Al Gore is solidly opposed to nuclear generation of power, and criticizes “the grossly unacceptable economics of the present generation of reactors.” He calls it “a radioactive white elephant” – that is, an object that costs more to maintain than it’s worth. His other argument against nukes is that the fuel might be diverted to produce atomic weapons.

Gore notes that in the 1960s the old Atomic Energy Commission predicted that the United States would have 1000 nuclear power plants operating in 2000. That didn’t happen. Only 104 plants currently operate, generating about 20 percent of the nation’s electricity. The cost of building one meanwhile has increased from $400 million in the 1970s to $4 billion by the 1990s, while building times have doubled. Gore highlights bottlenecks that could choke any nuclear renaissance, including the fact that critical components such as containment facilities to house reactors are currently being produced by just one company in Japan.
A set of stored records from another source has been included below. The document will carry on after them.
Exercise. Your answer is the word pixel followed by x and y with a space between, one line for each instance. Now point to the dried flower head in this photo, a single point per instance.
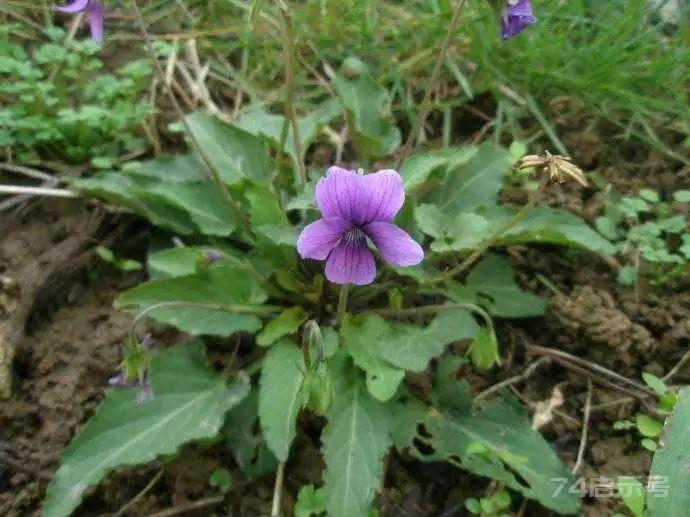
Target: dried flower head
pixel 356 208
pixel 559 168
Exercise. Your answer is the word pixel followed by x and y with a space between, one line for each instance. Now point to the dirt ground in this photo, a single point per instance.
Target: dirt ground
pixel 56 308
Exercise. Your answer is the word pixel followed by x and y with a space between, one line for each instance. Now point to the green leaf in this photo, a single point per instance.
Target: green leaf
pixel 484 350
pixel 494 278
pixel 516 455
pixel 245 440
pixel 461 232
pixel 287 322
pixel 419 168
pixel 126 191
pixel 233 153
pixel 632 493
pixel 310 502
pixel 474 183
pixel 668 491
pixel 190 403
pixel 383 379
pixel 204 203
pixel 549 226
pixel 648 426
pixel 655 383
pixel 257 121
pixel 355 441
pixel 220 479
pixel 280 397
pixel 649 195
pixel 225 287
pixel 173 168
pixel 175 261
pixel 409 347
pixel 682 196
pixel 627 275
pixel 365 103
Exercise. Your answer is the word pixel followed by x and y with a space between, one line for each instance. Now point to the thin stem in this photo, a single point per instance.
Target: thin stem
pixel 37 191
pixel 342 303
pixel 585 430
pixel 140 495
pixel 27 171
pixel 529 371
pixel 178 110
pixel 289 57
pixel 435 75
pixel 564 357
pixel 491 240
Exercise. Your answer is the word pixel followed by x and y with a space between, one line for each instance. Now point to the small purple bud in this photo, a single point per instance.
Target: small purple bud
pixel 213 256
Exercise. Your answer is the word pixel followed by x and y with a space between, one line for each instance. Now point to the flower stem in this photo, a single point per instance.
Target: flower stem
pixel 484 246
pixel 426 101
pixel 342 303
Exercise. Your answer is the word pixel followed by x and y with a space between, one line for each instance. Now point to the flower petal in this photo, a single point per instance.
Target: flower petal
pixel 382 195
pixel 96 20
pixel 74 7
pixel 318 238
pixel 395 245
pixel 518 17
pixel 351 264
pixel 337 193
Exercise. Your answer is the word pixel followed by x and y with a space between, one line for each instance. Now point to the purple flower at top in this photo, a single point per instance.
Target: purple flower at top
pixel 93 8
pixel 355 207
pixel 516 17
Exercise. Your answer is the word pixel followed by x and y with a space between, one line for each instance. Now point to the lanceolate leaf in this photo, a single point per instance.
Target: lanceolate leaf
pixel 494 280
pixel 354 442
pixel 496 442
pixel 360 335
pixel 280 396
pixel 550 226
pixel 234 153
pixel 246 441
pixel 189 403
pixel 408 347
pixel 475 183
pixel 668 494
pixel 223 286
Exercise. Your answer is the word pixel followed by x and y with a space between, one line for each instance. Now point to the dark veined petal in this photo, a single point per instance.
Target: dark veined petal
pixel 351 263
pixel 338 193
pixel 318 238
pixel 396 246
pixel 76 6
pixel 517 18
pixel 381 196
pixel 95 11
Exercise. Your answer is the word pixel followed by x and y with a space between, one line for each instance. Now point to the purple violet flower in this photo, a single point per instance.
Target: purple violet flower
pixel 516 17
pixel 354 207
pixel 93 8
pixel 134 372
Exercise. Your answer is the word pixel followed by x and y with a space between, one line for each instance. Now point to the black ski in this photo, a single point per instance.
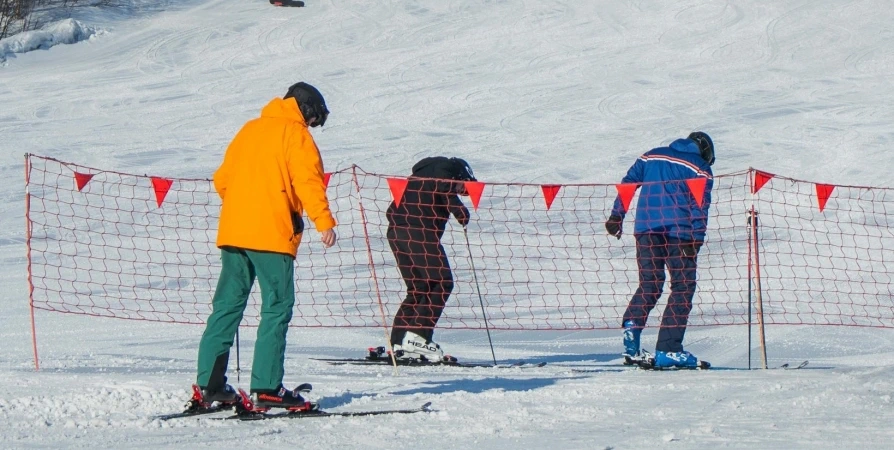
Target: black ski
pixel 294 3
pixel 380 356
pixel 197 406
pixel 799 366
pixel 194 412
pixel 420 363
pixel 649 364
pixel 248 416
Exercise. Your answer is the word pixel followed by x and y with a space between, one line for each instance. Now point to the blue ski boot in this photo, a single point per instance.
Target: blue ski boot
pixel 681 359
pixel 632 332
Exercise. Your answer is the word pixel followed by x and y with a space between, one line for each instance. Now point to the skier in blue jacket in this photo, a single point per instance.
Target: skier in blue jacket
pixel 669 230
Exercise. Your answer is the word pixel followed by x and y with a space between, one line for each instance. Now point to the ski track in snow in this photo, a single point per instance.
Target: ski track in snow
pixel 558 92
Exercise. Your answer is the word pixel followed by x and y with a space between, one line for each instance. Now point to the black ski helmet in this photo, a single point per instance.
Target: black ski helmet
pixel 310 102
pixel 705 145
pixel 462 170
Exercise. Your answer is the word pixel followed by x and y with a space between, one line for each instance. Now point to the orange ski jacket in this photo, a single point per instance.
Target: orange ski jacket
pixel 271 171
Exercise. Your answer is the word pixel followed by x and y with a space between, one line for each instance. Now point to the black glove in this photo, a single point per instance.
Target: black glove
pixel 463 217
pixel 613 226
pixel 690 249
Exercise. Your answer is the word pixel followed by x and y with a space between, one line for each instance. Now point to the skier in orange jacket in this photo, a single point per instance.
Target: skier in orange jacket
pixel 271 174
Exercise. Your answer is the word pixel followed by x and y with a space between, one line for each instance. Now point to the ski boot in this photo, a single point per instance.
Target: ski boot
pixel 260 401
pixel 679 360
pixel 418 348
pixel 632 354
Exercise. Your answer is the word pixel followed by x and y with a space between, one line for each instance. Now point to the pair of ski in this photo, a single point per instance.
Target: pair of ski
pixel 380 356
pixel 649 364
pixel 244 409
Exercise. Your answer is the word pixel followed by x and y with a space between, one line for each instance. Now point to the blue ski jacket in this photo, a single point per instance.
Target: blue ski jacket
pixel 666 204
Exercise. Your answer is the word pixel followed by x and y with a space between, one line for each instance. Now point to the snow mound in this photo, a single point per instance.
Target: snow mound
pixel 68 31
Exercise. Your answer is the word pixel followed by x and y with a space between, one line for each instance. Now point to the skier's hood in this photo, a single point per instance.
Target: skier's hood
pixel 283 108
pixel 686 146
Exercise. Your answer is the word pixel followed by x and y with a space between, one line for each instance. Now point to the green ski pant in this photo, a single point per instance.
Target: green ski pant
pixel 275 274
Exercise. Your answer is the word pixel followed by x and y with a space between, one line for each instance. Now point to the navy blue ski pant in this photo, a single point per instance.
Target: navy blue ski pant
pixel 654 254
pixel 426 271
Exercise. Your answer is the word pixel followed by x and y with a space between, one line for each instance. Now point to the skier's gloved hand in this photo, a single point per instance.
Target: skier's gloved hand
pixel 690 249
pixel 614 226
pixel 463 217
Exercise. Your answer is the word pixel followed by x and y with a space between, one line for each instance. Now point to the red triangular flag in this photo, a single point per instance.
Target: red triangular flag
pixel 475 188
pixel 823 192
pixel 549 193
pixel 397 186
pixel 697 187
pixel 626 191
pixel 760 179
pixel 161 186
pixel 81 179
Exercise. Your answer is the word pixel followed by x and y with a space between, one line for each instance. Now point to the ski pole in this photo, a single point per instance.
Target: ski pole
pixel 480 300
pixel 238 368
The crisis in Japan already has some U.S. politicians backing off a push for more nuclear power stateside, the New York Times notes -- even as experts maintain that an expansion in nuclear power is crucial for the country to meet its energy needs. Sen. Joe Lieberman (I-Conn) said on March 14 the United States should "put the brakes" on any new nuclear developments until the Japan situation is resolved. And Rep. Ed Markey (D-Mass), a critic of nuclear power, said the United States should inspect the 31 plants that are similar to Japan's in order to ensure that they're prepared to withstand huge earthquakes. Senate Republican Leader Mitch McConnell, however, said on March 13, an overseas disaster should not affect domestic energy policy.